US struggles to defend bases in Central Asia

AFP, Washington
The United States is losing its way in Central Asia where it has been pressing for democratic reforms while also wanting to maintain military bases in Uzbekistan and Kyrgyzstan.

Officially, Washington says it sees no contradiction between the ideals. But experts say the US administration faces problems in this key region in the war on terror, right on the border of Afghanistan.

"The United States is losing ground," said Martha Brill Olcott, an expert on Central Asia at the Carnegie Endowment for International Peace.

Uzbekistan's President Islam Karimov has been widely criticised for human rights violations in the country he rules.

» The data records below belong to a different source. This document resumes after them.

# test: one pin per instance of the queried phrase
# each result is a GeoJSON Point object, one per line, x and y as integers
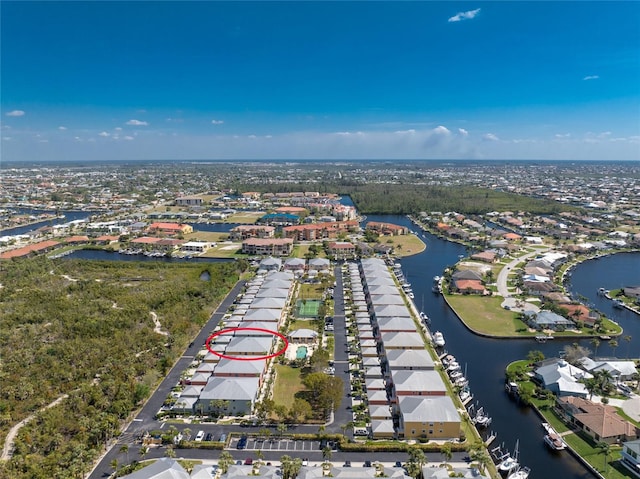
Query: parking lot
{"type": "Point", "coordinates": [254, 444]}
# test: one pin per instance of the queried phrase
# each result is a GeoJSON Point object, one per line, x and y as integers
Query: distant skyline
{"type": "Point", "coordinates": [319, 80]}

Brill said that Karimov now appears to be turning his foreign policy toward Russia and China, which are less demanding in human rights standards.

Washington has failed to secure a commitment from Karimov to carry out an inquiry into the bloody repression of demonstrations at the southern town of Andijan -- that left 113 dead according to the government and several hundred according to non-government groups.

The Uzbek government has reduced the number of US flights allowed to land at the Karshi Khanabad base in southern Uzbekistan and has threatened to close the US facility altogether.

The State Department is putting a brave face on the dilemma. "We don't see pushing for democracy and being able to have relations with them on security issues as incompatible," said a department official speaking on condition of anonymity.

The United States has had another base at the airport in the Kyrgyzstan capital, Bishkek, since 2001. There the country's new democratically elected president, Kurmanbek Bakiyev, is considering closing the base.

At a meeting earlier this month of the Shanghai Cooperation Organisation -- China, Kyrgyzstan, Russia, Tajikistan and Uzbekistan -- Bakiyev signed a declaration asking for a date for the pullout of US troops from his country.

Russia also has a base outside Bishkek and it has announced it would increase troop numbers there from around 300 to more than 600.

General Richard Myers, chairman of the US Joint Chiefs of Staff, on Thursday highlighted the importance of Central Asia to the United States and criticised Russia and China for the Shanghai Cooperation Organisation statement.

"It looks to me like two very large countries were trying to bully some smaller countries. That's how I view it," Myers said.

US officials in Washington and Bishkek say they are confident the US base there will remain open, no matter what Russia does.